Walking across a dormant grass field, I am out today looking for a geocache, my 536th find to be specific. From the cold ground, a weathered telephone pole juts into the sky. Wrapped around the base, and flowing upward, a healthy vine is reclaiming the physical footprint of the telephone pole. The growth is overtaking the structure, establishing roots and shoots of its own, smothering every living organism in the track of progress.
The illustration of the vine provides a clear object lesson for today’s analogy and direction for the following snippet of wisdom: any activity, regardless of harm OR of benefit, can grab hold of you—in a most unhealthy capacity—and strangle you, metaphorically speaking, of course. Lights out.
The activity of seeking hidden containers in the forest once dominated every waking moment of my day. Well maybe that’s an exaggeration to some extent, but mostly rooted in fact.
My kids officially became disenchanted with the hobby based on the high frequency of “Hey, a gas station kids, let’s check for a cache!” statements in their lives. Eventually my “Hey, who wants to come with me?” questions were countered with “Nope, not me. Me neither. Na, next time.” answers.
As a self-employed individual, I found time in my workday schedule to drive through the park (same one in which I find myself today) looking for any newly minted “boxes of treasure” lodged under a log, hoisted in a tree, or placed in a guardrail. Once a month or so, the local geocaching community would host picnics in the park, to gather and talk shop. And while I was invested in the related geocaching hobby of those people, it was yet another distraction within my life, and time subtracted from that of my family. In fact, I was spending so much time in the hobby of geocaching—in both seeking and hiding—that I had to walk away from it entirely for a reasonable amount of time: two years.
Stranglehold (noun) 1: an illegal wrestling hold by which one’s opponent is choked; 2: a force or influence that chokes or suppresses freedom of movement or expression
Does anyone else remember the deadly stranglehold from professional wrestling? Maybe that’s just me, and a small portion of you that choose not to acknowledge your secret passion for 1980s World Wrestling Federation televised matches. Whatcha gonna do when Hulkamania destroys you?
Some individuals possess a propensity for addictions—or, at least, some type of addictive behavior—and I certainly qualify for such a label. I’m curious to where and when and how I acquired this personality trait, but that’s a question for a mental health professional.

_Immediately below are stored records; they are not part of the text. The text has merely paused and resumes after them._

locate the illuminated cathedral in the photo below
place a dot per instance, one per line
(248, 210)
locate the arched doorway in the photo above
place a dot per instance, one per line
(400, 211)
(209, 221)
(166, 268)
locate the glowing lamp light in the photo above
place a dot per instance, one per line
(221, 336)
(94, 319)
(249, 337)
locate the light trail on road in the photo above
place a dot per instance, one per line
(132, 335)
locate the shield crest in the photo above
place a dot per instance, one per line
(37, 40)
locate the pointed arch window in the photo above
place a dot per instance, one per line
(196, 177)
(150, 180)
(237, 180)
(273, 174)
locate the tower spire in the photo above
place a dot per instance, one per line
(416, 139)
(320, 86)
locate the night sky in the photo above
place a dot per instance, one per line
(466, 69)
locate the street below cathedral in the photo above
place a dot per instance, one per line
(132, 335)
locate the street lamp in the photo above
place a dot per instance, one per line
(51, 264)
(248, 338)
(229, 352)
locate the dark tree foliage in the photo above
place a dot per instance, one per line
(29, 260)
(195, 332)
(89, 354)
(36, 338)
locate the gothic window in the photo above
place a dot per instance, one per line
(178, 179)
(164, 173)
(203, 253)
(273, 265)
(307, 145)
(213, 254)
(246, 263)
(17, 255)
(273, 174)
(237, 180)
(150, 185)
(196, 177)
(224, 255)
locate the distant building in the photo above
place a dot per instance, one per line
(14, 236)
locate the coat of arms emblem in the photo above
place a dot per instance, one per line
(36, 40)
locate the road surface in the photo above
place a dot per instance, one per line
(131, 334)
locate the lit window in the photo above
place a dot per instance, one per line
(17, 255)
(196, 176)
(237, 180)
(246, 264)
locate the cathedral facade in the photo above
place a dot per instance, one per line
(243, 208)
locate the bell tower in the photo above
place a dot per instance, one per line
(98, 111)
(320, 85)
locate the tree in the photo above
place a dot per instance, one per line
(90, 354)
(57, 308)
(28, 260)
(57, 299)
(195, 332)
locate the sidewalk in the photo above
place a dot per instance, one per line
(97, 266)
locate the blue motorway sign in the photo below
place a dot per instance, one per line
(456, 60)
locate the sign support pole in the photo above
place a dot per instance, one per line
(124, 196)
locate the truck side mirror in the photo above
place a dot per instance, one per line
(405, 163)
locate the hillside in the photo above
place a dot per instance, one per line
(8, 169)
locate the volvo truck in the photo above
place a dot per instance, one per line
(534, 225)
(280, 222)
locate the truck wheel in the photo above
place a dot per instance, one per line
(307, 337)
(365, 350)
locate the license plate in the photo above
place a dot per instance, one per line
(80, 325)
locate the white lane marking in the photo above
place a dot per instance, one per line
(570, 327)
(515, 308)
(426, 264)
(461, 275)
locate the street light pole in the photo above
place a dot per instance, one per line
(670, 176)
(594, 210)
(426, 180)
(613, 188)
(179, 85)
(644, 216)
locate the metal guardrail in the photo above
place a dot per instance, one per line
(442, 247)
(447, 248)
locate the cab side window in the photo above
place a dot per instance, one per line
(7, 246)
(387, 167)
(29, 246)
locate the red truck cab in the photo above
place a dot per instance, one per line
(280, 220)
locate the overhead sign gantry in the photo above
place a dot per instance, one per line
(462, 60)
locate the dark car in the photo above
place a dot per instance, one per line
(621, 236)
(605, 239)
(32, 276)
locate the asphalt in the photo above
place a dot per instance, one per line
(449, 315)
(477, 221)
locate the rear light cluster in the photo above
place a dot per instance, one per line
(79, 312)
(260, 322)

The truth is that any activity can become a stranglehold on your life, claiming time or money or resources that could otherwise be allocated to something else. The Big Biggies are obvious, and all parents warn their offspring of such follies: drugs, booze, premarital sexual relationships. Those are three, fairly easy for me, checkboxes to maintain a record of personal good behavior, but maybe for others, those three are major characters in their own life story.
I do know close friends that wrestle with such high-profile demons, however there are other sneaky intruders that will kick the feet out from under us:
- the world of obesity, overeating, and impulsive behavior;
- unending ambition, collecting of the Benjamins, and the long steep climb of a corporate ladder;
- the quickness of tongue, gossip, or slander;
- the desire for recognition and satisfaction through physical appearance or materialism;
- an entitlement to happiness in the form of emotional or physical affairs;
- a pursuance of more Comments, Likes, Shares, or Retweets;
- or, a justification to purchase that best-new-thing or I-just-gotta-have-it item.
None of us are immune to these most basic of human impulses, for better or for worse, none of us.
What fascinates me about addiction and obsessive behavior is that people would choose an altered state of consciousness that’s toxic and ostensibly destroys most aspects of your normal life, because for a brief moment you feel okay ~ Moby
You may be wondering why I am here in the first place. Why, if already identified as a vice, am I reengaging in the same pattern of poor behavior? Well, it’s not like that at all now. An important distinction is now crystal clear to me, from a healthy distance and time away from the hobby.
I originally discovered that geocaching provided a fantastic opportunity to get out of the house, off of the couch, and to walk around in nature. On the most basic level, that is entirely true, and a positive attribute of the hobby. That’s what I seek now, after reintroducing myself to the hobby: simple solitude in nature, with the optional seeking of a hidden container in the forest—it’s not about the accumulation of Finds or Hides, nor the personal recognition for any type of geocaching-based accomplishment.
It is only once the gotta-do-it-everyday mentality sinks in that you find yourself in a harmful, repetitive habit that you cannot break. And such is true for any vice that slowly wraps around us, gently constricting without us even noticing, consistently clamping down on the inevitable stranglehold.
So the question remains, for you dear reader: what currently has your life in a stranglehold, or what activities can you identify as problematic? Now’s the time to make changes, big or small, in your daily repertoire. Before it’s lights out, for you too.